In order to properly set up a DST doctor blade, you first equalize the pressure on both tubes, and then set up the blade beam angle to the roll. Since the load size of the DST was larger, the blade was in a pre-loaded position when the beam angle setup was performed. When loaded against the center roll with this larger load tube, there was visibly more bend to the blade than normal. Because of the sharp bend in the doctor blade, the blade was not riding on the sharp tip and therefore not doing an adequate job of cleaning the center roll. The larger load tube was replaced with the standard load tube and then the doctor beam was reset to the proper angle.
A second contributing factor for the filler buildup on the center roll in the first place was a severely streaky bottom press wet felt. The scuff pattern and the center roll filler bands matched the streaks on the bottom felt perfectly as well. It was found that the light colored bands on the inside of the felt corresponded with dark bands on the outside of the felt and vice versa.
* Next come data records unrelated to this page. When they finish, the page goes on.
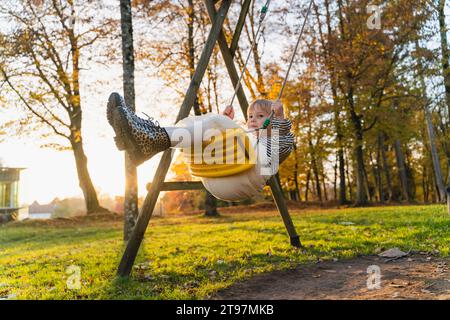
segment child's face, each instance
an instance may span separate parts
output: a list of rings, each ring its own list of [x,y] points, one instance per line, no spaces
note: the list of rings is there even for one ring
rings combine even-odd
[[[262,108],[254,106],[248,109],[247,115],[247,128],[258,129],[262,127],[264,121],[270,116],[270,112],[266,112]]]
The chemical cleaning system on this felt run was located on the inside of the felt run just before the uhle box. In order to clean the sheet side of the felt, a uhle box must suck the chemical through the felt. Where the felt appeared to be "clean" (white) on the inside, the felt was actually plugged (i.e. no purple dyed water flows through the felt in the 1st press nip). Where the felt was purple on the inside the felt was open (i.e. free purple water flows through the felt in the press nip). The center roll buildups lined up with the plugged portions of the bottom wet felt.
Apparently, where this bottom felt was plugged, more loosely bonded filler stayed on the sheet surface before contacting the center roll in the second nip. After the bottom wet felt was changed and doctor blade reset, no more scuff marks were reported.
This example shows the importance of properly setting up center roll doctor blades (~27°) and having a good wet felt cleaning program. All low pressure fanning showers need to be working and overlapping. Visible streakiness on either side of the felts should not be seen.